Production control must now support multichannel delivery and multiple devices. Transcoding and GFX compositing must be done on the fly, so when content leaves master control, it is properly formatted for the delivery channel and can be presented on the associated receiver. This presents an opportunity to use common processes in parallel workflows in configurable, integrated production control rooms and master control rooms.
With so many media outlets to choose from, it is in the best interest of broadcasters to devote attention to new methods that steer viewers to their other media properties. When consumers are “left to their own devices,” they probably will not make an effort to use anything other than a device they are familiar with.

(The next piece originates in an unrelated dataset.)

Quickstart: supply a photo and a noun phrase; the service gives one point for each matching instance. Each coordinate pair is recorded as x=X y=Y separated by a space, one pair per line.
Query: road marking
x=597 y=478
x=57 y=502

Program and commercial content can be personalized and targeted; that is, presented based on viewer profiles, consumption history, statistical demographic data or with interactive, viewer-selected features. Personalization and targeted ads make management of the viewer database a critical core business process. This viewer information, must be analyzed and mined, then integrated with automated content playout and commercial insertion systems.
Equipment that addresses integrated production, diverse distribution and multiple receiver requirements is just beginning to appear. The next series of Transition to Digital newsletters will examine the system design, equipment, engineering and workflow options necessary to support multiplatform production and distribution.